Published daily by the Lowy Institute

A new WTO boss: Brazil 1-0 Mexico

A new WTO boss: Brazil 1-0 Mexico
Published 8 May 2013 

So Brazil has triumphed over Mexico in the contest to provide the next Director-General of the WTO. Roberto Azevedo (pictured) beat Herminio Blanco to take over from Pascal Lamy, who will step down on 31 August after serving two terms as DG.

Brazil's President Dilma Rousseff declared that Azevedo's win was 'not a victory for Brazil, nor for a group of countries, but a victory for the World Trade Organization.' But as I noted last week, there are several possible ways to characterise the result:

  • Despite Rousseff's conciliatory words, as a triumph for Brasilia over Mexico City in the continuing tussle for 'leadership' in Latin America, and for international diplomatic clout more generally.
  • As a win for the preferred candidate of the BRICs and developing countries over the preferred choice of the US, the EU and the 'trade establishment'.
  • And (perhaps) as a symbolic victory for Brazil's more restrictive approach to trade policy as opposed to Mexico's relatively more liberal one.

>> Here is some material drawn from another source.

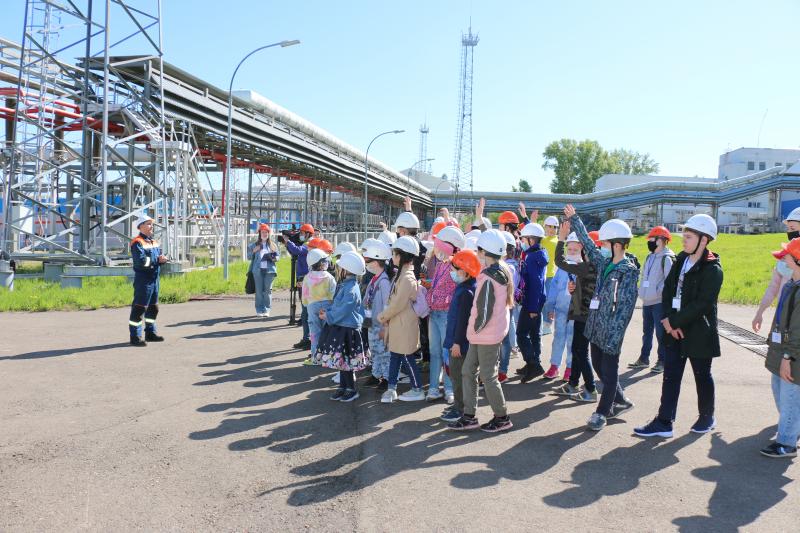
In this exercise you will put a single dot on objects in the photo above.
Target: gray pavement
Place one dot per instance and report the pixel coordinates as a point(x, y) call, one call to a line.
point(221, 428)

Regardless of the spin one chooses to put on the result, there is no doubt that the challenge now facing Azevedo is immense: to restore the clout of an organisation that has been losing credibility since shortly after the launch of the Doha Round back in 2001.

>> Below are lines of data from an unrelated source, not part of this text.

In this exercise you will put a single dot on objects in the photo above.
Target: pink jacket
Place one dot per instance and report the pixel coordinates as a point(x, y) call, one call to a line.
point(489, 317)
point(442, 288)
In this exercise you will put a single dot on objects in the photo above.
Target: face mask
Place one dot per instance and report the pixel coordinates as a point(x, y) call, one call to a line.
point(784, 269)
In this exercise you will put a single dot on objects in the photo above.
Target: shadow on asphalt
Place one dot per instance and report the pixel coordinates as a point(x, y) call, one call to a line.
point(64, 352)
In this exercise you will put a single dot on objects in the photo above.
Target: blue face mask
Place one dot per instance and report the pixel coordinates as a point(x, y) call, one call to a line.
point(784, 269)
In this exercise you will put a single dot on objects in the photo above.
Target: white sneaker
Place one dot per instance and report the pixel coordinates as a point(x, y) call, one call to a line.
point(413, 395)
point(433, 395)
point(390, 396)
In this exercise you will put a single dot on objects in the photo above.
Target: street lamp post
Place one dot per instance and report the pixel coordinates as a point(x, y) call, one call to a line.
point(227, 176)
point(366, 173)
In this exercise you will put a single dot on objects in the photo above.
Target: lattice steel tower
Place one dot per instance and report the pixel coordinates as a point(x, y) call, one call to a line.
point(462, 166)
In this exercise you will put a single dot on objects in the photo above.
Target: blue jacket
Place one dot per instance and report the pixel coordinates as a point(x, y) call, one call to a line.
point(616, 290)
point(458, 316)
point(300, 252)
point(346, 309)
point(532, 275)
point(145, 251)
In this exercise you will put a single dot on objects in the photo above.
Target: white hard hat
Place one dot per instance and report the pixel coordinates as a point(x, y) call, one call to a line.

Doha now spans four failed WTO Ministerials (five if the failure to launch a round in Seattle in 1999 is included) and as each year has gone by, the degree of ambition has faded. The upcoming Ministerial in Bali in December will see WTO members make yet another push to deliver what is now a radically pared-down agreement (basically a deal on trade facilitation). Yet recent months have seen signs that even this might be out of reach. 

Mr Azevedo must be hoping that this isn't the case. Although the outcome is largely out of his hands, another failed WTO Ministerial would signal the WTO's continued slide into irrelevance as a negotiating body and represent a disastrous start for his term at its helm.